Par Stéphane Lapointe et Michel Morin. Mats Naslund, ailier gauche, assemblé par le Canadien de Montréal.
Issu d’un IKEA, Mats a réussi trois tours du chapeau, et chaque fois il marquait trois buts. Serge Savard a avoué que le Canadien l’a engagé pour que les autres joueurs paraissent plus gros. Marcel Dionne, centre, Rangers.
À Drummondville dans sa jeunesse, c’est lui qui passait la tondeuse sur la patinoire de gazon entre chaque période.
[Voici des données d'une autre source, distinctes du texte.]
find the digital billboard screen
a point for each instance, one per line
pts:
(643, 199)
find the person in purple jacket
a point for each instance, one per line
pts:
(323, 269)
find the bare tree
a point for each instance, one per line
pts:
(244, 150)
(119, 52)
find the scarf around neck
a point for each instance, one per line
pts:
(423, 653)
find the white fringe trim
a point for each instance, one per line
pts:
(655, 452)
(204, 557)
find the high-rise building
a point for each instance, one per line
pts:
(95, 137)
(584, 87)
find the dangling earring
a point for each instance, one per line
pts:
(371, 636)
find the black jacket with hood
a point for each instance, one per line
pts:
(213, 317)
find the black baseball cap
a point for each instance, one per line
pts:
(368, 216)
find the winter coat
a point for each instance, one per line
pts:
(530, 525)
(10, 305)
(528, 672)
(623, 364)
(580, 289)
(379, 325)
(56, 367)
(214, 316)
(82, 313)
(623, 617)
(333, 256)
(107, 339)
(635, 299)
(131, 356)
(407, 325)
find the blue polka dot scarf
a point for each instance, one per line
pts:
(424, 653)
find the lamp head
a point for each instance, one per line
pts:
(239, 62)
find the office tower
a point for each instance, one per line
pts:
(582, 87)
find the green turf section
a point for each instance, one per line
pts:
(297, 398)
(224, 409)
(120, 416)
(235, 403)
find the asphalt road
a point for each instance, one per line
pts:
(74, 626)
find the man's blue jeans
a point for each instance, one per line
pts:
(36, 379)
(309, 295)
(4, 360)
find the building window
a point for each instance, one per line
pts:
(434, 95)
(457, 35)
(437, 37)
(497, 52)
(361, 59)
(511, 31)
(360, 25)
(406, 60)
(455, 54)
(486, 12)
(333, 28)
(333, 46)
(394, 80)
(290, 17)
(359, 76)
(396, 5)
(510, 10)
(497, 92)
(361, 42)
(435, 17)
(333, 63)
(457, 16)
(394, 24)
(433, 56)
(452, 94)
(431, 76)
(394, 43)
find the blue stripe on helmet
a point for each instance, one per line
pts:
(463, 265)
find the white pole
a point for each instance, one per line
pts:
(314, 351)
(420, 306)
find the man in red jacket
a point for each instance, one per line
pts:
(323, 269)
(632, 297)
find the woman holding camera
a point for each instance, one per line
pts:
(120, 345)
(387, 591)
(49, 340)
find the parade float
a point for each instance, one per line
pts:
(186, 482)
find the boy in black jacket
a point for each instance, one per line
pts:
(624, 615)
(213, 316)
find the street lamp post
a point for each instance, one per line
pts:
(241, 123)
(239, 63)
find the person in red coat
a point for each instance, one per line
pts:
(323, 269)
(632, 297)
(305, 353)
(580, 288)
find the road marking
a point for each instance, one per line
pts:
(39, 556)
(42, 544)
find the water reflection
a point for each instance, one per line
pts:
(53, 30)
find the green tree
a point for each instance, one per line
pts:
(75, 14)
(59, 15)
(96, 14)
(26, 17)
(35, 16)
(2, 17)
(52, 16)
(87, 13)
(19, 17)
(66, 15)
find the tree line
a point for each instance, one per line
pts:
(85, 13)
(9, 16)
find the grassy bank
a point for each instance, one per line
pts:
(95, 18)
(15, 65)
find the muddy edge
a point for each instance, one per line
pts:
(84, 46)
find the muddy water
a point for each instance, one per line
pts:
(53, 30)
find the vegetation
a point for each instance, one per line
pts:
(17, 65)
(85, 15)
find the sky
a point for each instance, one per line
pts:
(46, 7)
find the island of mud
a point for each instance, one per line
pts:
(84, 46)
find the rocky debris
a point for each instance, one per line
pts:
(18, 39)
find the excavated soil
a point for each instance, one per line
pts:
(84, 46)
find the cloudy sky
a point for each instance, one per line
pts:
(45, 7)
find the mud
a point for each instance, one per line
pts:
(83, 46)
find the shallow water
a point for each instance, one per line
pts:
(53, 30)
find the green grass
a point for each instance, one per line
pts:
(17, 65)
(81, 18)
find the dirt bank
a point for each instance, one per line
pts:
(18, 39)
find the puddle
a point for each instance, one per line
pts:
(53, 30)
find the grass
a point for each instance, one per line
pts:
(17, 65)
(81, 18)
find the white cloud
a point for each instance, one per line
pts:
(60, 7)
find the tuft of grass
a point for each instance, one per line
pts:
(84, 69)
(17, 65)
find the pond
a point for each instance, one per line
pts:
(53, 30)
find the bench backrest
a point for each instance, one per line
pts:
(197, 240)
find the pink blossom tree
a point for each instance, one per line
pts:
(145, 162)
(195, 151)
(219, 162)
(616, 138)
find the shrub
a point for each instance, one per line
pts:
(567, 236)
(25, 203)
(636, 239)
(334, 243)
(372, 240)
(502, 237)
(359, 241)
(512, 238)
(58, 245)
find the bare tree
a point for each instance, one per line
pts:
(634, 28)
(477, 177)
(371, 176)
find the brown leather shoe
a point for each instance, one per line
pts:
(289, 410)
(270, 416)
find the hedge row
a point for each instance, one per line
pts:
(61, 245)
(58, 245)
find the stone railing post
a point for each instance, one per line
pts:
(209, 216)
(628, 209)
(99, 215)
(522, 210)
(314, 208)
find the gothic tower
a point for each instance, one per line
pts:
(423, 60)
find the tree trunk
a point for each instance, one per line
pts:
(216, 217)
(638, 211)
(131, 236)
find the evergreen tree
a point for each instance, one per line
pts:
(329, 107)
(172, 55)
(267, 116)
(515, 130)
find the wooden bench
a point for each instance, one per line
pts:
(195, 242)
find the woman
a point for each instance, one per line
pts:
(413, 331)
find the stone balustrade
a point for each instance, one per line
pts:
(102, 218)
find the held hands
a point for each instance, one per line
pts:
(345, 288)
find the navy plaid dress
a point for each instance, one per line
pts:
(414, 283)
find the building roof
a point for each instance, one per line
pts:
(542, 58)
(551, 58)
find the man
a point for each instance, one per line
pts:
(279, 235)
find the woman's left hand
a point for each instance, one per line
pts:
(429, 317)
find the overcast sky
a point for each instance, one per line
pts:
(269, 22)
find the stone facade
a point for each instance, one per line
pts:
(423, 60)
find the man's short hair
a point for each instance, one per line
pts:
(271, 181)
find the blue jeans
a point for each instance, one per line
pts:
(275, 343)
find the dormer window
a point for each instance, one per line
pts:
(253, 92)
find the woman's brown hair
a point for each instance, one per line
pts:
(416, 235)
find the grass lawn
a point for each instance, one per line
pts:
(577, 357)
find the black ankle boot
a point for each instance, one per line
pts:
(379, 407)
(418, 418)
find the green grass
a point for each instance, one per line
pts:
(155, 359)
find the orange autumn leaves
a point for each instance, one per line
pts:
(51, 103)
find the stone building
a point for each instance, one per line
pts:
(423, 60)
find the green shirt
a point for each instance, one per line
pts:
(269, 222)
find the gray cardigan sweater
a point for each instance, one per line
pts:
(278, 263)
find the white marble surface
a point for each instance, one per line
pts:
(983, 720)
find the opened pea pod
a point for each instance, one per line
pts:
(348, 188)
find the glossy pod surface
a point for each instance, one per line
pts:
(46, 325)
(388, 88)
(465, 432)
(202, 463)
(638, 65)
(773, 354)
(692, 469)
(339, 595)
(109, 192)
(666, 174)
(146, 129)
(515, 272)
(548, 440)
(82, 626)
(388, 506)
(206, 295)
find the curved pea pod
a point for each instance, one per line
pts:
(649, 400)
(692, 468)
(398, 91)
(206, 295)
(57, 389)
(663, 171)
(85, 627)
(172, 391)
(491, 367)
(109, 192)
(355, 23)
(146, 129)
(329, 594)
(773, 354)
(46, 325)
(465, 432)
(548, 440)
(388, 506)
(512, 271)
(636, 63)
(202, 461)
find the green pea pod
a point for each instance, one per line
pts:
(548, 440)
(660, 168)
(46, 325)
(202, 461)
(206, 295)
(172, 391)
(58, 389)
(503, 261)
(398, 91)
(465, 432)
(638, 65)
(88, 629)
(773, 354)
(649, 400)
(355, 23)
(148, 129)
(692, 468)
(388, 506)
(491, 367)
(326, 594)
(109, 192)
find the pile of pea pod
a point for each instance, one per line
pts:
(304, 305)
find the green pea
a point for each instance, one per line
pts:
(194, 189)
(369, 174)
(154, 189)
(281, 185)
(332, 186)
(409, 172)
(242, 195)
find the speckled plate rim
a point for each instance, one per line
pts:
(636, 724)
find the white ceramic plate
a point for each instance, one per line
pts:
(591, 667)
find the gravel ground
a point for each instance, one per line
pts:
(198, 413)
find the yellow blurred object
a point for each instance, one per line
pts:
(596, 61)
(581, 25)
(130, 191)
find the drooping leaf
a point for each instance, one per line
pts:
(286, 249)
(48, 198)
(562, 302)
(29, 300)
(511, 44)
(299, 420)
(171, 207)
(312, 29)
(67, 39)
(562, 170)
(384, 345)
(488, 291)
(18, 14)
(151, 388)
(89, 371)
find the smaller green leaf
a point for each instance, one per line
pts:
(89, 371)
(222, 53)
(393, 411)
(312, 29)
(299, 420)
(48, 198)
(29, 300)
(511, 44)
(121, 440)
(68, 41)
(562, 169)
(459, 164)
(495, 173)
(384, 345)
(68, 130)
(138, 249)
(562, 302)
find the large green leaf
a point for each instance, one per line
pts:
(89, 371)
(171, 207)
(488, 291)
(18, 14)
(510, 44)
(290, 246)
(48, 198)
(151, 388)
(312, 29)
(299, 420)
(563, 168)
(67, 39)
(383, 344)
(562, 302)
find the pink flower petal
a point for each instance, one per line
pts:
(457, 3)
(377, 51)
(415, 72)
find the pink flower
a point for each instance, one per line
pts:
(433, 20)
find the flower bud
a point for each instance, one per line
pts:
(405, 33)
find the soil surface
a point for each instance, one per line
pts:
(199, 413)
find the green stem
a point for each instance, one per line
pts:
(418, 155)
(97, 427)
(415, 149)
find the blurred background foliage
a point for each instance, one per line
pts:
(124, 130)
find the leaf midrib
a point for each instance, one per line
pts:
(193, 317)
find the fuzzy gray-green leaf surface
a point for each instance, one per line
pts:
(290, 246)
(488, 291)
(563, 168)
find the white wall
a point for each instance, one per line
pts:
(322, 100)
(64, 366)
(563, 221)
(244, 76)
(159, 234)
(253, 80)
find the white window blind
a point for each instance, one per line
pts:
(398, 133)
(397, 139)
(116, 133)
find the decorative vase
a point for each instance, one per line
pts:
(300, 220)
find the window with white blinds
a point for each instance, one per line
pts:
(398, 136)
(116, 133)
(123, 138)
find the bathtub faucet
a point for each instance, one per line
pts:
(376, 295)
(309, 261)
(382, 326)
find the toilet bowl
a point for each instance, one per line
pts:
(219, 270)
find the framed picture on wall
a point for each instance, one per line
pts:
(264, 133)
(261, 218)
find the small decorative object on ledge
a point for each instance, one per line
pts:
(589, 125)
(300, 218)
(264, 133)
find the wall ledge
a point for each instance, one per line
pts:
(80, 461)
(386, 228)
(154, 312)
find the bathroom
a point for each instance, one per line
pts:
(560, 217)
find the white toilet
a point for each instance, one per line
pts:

Doyen de la LNH, ça fait si longtemps qu’il y évolue qu’à ses débuts il y avait encore des dinosaures sur terre. Tout ce qu’on peut affirmer cependant c’est qu’il a déjà déclassé le père d’Aurèle Joliat à titre de recrue de l’année. Peter Stastny, centre, kidnappé par les Nordiques de Marcel Aubut.
En plus de sa femme, Peter a deux personnes à charge : ses frères Anton et Marian, à moins que ce soit sa soeur.
Ayant fui son pays pour le Canada, Peter a voulu aussitôt repartir en découvrant la programmation de Télé-4. Quand il jouait à Bratislava, il était tellement pauvre qu’il devait attacher ses patins avec des pelures de patates. Dino Ciccarelli, ailier droit, North Stars du Minnesota.
Brillant joueur, Dino meuble ses étés en occupant un poste de G. O. dans un camp de nudistes. Opposé au port du casque, Dino considère aussi que l’équipement devrait être retiré de l’équipement. Par contre, ses adversaires considèrent que le bâton devrait être retiré des mains de Dino. Exhibitionniste invétéré, Dino est aussi cuisinier dans une Villa du Poulet. Il évolue à l’aile droite.
CROC, avril 1988.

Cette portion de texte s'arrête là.